Williams et Dos Santos se sont retrouvés de manière inattendue à faire la une des journaux trois mois seulement après la naissance de Zuri lorsqu’ils ont été arrêtés devant leur domicile de l’ouest de Londres alors qu’ils revenaient d’une séance d’entraînement, soupçonnés de possession de drogue et d’armes. Les images de l’arrestation sont rapidement devenues virales sur les réseaux sociaux.

Les deux hommes ont déclaré avoir fait l’objet de profilage racial et deux policiers ont été licenciés après avoir été reconnus coupables d’avoir menti au sujet de l’odeur de cannabis dans la voiture.

L’incident a amené Williams à recevoir « des quantités infinies d’abus » sur les réseaux sociaux, et elle continue de craindre que quelqu’un vienne chez elle et leur fasse du mal. Mais elle insiste sur le fait qu’elle ne regrette pas d’avoir pris la parole publiquement.

Williams et Dos Santos ont depuis enregistré une association caritative appelée 4TheVoiceless, qui vise à sensibiliser à l’injustice raciale et à défendre les voix marginalisées en Grande-Bretagne.

« Tant de personnes nous ont envoyé des messages disant que ce qui nous était arrivé était arrivé à des membres de notre famille », explique Williams. « Si nous pouvons aider les gens, cela signifie que le monde entier ne devrait pas vivre ce que nous avons vécu. Je comprends que la police doit faire son travail, mais il existe des moyens et des règles. »

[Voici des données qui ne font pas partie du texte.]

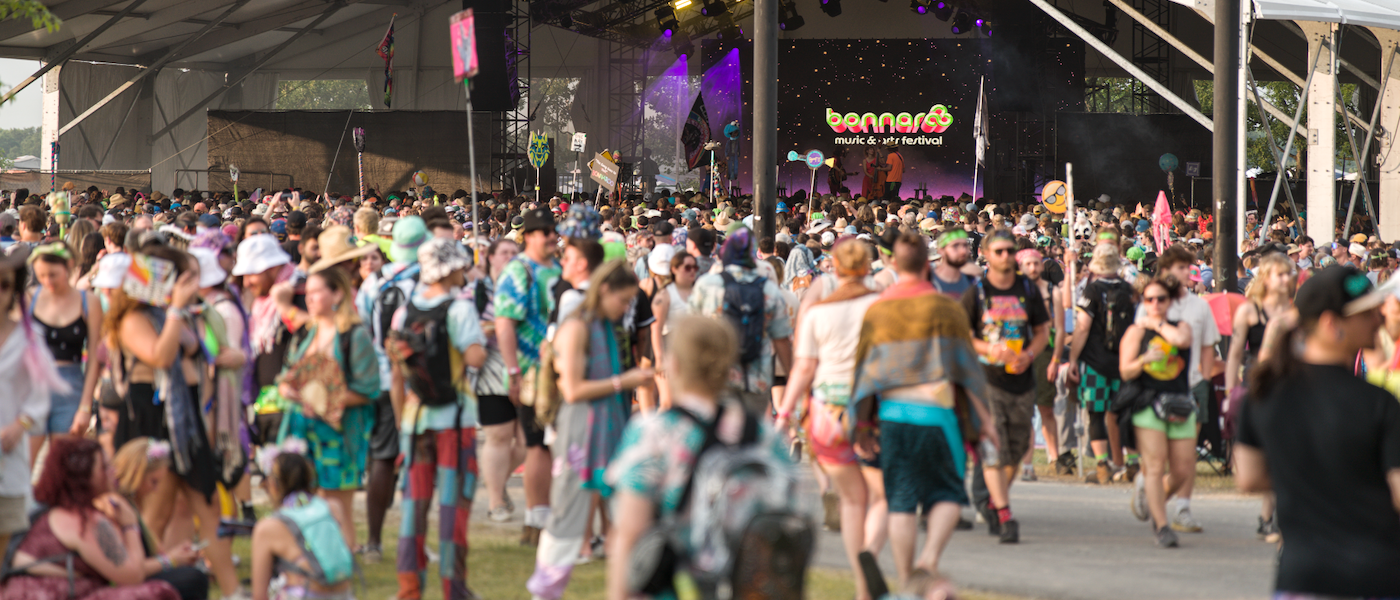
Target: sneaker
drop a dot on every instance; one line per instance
(993, 522)
(1269, 530)
(1165, 537)
(1140, 498)
(1064, 465)
(1010, 532)
(1182, 519)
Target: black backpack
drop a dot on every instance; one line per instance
(1117, 313)
(429, 361)
(744, 306)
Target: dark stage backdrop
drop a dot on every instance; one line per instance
(1117, 154)
(823, 80)
(303, 144)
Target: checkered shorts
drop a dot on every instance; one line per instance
(1096, 390)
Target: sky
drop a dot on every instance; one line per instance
(25, 109)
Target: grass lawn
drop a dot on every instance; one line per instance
(497, 569)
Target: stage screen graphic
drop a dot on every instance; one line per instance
(849, 94)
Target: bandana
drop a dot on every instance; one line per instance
(951, 237)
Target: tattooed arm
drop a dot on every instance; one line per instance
(112, 548)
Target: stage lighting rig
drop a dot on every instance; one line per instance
(788, 20)
(667, 20)
(962, 23)
(714, 9)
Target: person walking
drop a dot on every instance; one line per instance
(524, 302)
(825, 358)
(1154, 361)
(916, 354)
(436, 337)
(1326, 444)
(590, 421)
(1012, 326)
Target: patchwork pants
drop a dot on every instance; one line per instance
(447, 459)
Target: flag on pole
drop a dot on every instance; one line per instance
(696, 133)
(385, 52)
(980, 126)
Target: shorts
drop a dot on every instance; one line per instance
(384, 438)
(919, 469)
(63, 407)
(494, 410)
(1147, 418)
(1096, 390)
(1045, 390)
(534, 434)
(1012, 416)
(13, 516)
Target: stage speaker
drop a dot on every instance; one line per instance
(494, 87)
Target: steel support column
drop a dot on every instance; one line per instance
(1322, 133)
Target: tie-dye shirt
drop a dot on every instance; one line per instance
(522, 295)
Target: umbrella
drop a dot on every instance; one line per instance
(1222, 306)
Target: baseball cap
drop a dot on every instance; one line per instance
(259, 253)
(409, 234)
(1343, 290)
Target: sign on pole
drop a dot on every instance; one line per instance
(464, 39)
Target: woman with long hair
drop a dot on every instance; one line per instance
(503, 444)
(279, 560)
(1155, 354)
(1270, 295)
(153, 346)
(669, 306)
(335, 351)
(590, 421)
(70, 322)
(825, 362)
(90, 525)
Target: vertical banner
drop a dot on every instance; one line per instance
(462, 31)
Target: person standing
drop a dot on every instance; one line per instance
(1326, 444)
(1012, 326)
(927, 399)
(438, 434)
(524, 302)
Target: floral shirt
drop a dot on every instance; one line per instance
(527, 305)
(707, 300)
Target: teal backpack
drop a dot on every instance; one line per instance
(318, 536)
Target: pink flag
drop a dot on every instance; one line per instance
(1162, 223)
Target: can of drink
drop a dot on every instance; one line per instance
(990, 456)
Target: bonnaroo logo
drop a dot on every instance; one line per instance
(935, 120)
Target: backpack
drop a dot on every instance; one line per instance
(429, 364)
(744, 305)
(318, 536)
(1117, 313)
(744, 536)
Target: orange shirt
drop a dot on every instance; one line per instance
(896, 168)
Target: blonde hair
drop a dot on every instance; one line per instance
(133, 463)
(1267, 266)
(710, 346)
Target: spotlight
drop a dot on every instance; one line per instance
(942, 9)
(962, 23)
(714, 9)
(788, 20)
(667, 20)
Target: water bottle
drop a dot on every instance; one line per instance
(990, 456)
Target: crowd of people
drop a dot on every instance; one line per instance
(633, 355)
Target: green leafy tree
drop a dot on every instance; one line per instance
(322, 95)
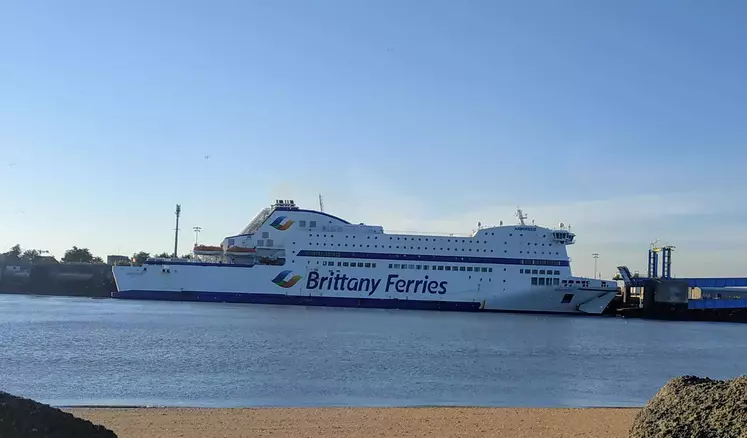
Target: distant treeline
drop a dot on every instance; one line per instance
(75, 255)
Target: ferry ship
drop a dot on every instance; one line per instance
(289, 255)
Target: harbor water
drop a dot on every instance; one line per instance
(81, 351)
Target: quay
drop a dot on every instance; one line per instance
(684, 299)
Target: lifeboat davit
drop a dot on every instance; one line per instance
(207, 250)
(240, 250)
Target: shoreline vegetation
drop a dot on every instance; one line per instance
(361, 422)
(685, 407)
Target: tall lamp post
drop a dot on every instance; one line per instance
(596, 257)
(197, 233)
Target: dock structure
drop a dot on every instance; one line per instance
(687, 298)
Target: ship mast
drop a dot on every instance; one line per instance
(520, 214)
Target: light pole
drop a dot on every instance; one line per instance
(197, 233)
(596, 257)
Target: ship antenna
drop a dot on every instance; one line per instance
(520, 214)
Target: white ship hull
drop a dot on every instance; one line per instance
(287, 255)
(176, 281)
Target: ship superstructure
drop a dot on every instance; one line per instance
(289, 255)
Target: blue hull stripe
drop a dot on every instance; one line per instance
(431, 258)
(298, 300)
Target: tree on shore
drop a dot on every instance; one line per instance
(140, 257)
(29, 255)
(78, 255)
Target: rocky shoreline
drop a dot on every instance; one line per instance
(24, 418)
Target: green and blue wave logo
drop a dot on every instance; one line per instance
(278, 223)
(281, 281)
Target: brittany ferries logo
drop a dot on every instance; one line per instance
(281, 281)
(278, 223)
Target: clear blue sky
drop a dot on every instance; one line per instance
(626, 119)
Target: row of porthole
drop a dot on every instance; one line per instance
(425, 248)
(420, 238)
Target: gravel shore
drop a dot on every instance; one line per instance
(360, 422)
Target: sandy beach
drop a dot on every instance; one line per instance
(360, 422)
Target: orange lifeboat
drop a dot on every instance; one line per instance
(207, 250)
(240, 250)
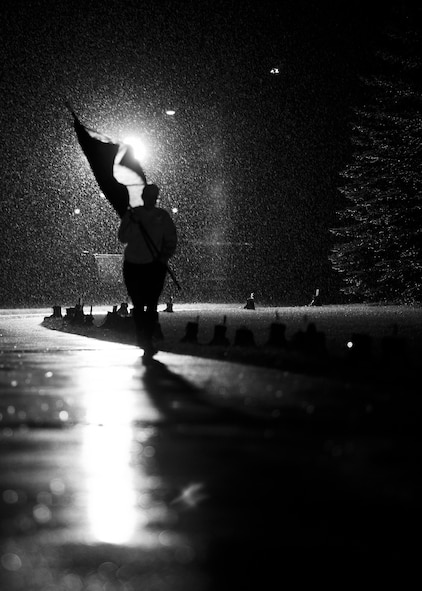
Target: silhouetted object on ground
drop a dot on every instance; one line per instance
(57, 312)
(310, 341)
(89, 318)
(219, 339)
(277, 336)
(360, 348)
(169, 305)
(244, 337)
(191, 334)
(76, 315)
(123, 311)
(250, 303)
(316, 299)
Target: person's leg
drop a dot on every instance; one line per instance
(156, 278)
(134, 280)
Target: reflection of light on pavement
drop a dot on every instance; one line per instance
(111, 496)
(112, 479)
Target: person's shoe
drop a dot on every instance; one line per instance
(149, 351)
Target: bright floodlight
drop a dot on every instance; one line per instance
(140, 150)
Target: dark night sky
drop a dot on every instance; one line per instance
(250, 156)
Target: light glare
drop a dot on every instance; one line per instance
(140, 150)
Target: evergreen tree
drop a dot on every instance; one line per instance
(378, 249)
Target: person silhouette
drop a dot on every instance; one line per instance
(150, 239)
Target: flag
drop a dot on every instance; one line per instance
(117, 172)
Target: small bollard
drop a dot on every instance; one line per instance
(57, 312)
(219, 339)
(250, 303)
(191, 334)
(244, 338)
(169, 305)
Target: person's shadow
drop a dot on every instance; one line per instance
(178, 399)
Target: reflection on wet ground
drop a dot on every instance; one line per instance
(194, 475)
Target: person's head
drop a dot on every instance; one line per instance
(150, 195)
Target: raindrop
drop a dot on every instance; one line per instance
(11, 561)
(42, 513)
(64, 415)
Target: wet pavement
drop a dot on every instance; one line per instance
(195, 474)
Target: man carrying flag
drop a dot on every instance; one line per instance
(150, 237)
(147, 231)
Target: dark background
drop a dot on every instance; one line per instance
(251, 158)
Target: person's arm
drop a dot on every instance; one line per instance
(124, 228)
(169, 243)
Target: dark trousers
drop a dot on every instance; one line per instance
(144, 284)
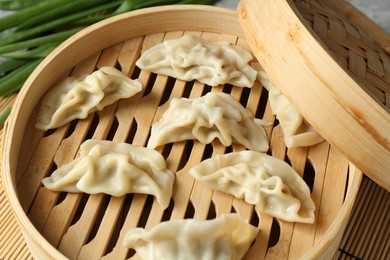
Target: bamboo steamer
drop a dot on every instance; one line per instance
(323, 63)
(78, 226)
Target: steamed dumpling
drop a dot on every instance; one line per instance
(297, 132)
(75, 98)
(213, 116)
(262, 180)
(192, 58)
(226, 237)
(115, 169)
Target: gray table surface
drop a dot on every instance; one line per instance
(376, 10)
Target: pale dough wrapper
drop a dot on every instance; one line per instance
(115, 169)
(192, 58)
(75, 98)
(213, 116)
(297, 132)
(262, 180)
(226, 237)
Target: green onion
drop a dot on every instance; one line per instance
(22, 35)
(59, 11)
(14, 80)
(10, 65)
(16, 4)
(56, 37)
(39, 52)
(16, 18)
(29, 34)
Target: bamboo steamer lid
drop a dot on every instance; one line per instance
(334, 73)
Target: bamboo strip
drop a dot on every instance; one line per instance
(103, 221)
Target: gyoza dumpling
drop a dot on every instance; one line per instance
(115, 169)
(75, 98)
(223, 238)
(262, 180)
(213, 116)
(192, 58)
(297, 132)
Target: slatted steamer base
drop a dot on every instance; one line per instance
(85, 226)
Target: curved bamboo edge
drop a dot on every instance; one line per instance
(333, 236)
(28, 230)
(347, 109)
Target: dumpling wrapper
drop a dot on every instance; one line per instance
(115, 169)
(226, 237)
(297, 132)
(192, 58)
(213, 116)
(75, 98)
(262, 180)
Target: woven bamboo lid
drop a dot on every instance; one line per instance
(335, 74)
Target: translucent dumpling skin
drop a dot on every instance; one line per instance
(223, 238)
(192, 58)
(115, 169)
(262, 180)
(213, 116)
(75, 98)
(297, 132)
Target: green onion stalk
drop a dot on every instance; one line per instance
(35, 28)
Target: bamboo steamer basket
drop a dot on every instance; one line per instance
(79, 226)
(311, 51)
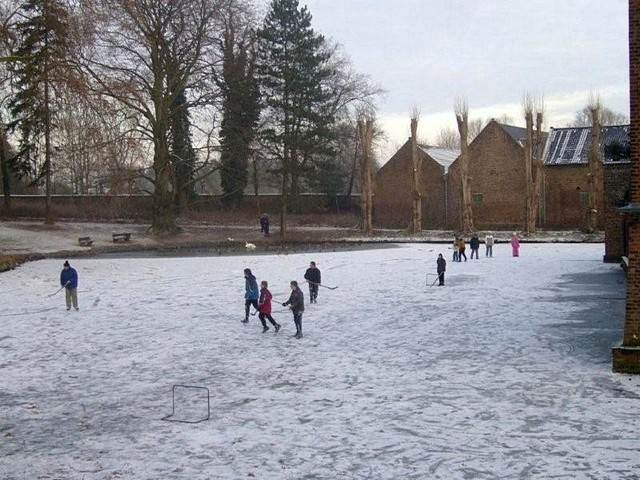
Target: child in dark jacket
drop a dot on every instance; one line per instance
(264, 307)
(251, 293)
(296, 302)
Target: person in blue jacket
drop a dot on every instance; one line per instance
(69, 280)
(251, 293)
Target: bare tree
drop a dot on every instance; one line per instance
(365, 131)
(448, 138)
(595, 175)
(145, 53)
(416, 221)
(607, 117)
(462, 113)
(532, 107)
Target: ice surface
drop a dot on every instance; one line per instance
(503, 373)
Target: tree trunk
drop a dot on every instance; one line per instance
(4, 167)
(467, 207)
(530, 219)
(48, 216)
(283, 206)
(365, 129)
(595, 172)
(416, 222)
(163, 215)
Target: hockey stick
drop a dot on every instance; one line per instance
(320, 285)
(54, 293)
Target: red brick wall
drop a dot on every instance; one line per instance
(393, 202)
(617, 179)
(496, 168)
(564, 206)
(632, 317)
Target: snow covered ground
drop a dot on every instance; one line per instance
(503, 373)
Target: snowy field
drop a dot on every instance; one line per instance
(504, 373)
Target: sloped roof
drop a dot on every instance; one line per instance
(571, 145)
(443, 156)
(519, 134)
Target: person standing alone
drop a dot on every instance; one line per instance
(488, 242)
(69, 280)
(515, 245)
(442, 267)
(251, 293)
(314, 279)
(475, 245)
(296, 304)
(264, 307)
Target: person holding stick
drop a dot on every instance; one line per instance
(314, 279)
(69, 281)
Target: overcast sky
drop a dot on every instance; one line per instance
(425, 53)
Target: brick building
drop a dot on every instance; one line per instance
(497, 172)
(393, 196)
(626, 356)
(565, 192)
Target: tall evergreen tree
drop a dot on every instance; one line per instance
(39, 64)
(293, 72)
(241, 111)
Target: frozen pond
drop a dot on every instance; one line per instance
(503, 373)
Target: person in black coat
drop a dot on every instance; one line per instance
(314, 279)
(264, 224)
(442, 267)
(475, 245)
(296, 304)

L’association a été mise en veilleuse cet été, tandis que Williams et Dos Santos se concentrent sur la constitution de leurs équipes respectives pour les Jeux olympiques de Paris. S’ils y parviennent – alors que Williams est en passe de se qualifier pour ses premiers Jeux olympiques – cela poserait bien sûr le problème éternel de la garde des enfants et de la gestion de Zuri, quatre ans.

« Mais il faut d’abord se qualifier et ensuite on verra ce qu’il en est », a déclaré Williams. « J’espère que nous serons tous là ensemble. »

Ben Bloom est un écrivain indépendant qui a commencé sa carrière de journaliste en tant que journaliste local avant de se concentrer sur le sport en 2012. Il a passé 11 ans au Telegraph, où il a écrit sur un large éventail de sports, dirigeant la couverture du journal lors de trois Jeux Olympiques. Son travail lui a valu d’être nominé pour un British Sports Journalism Award.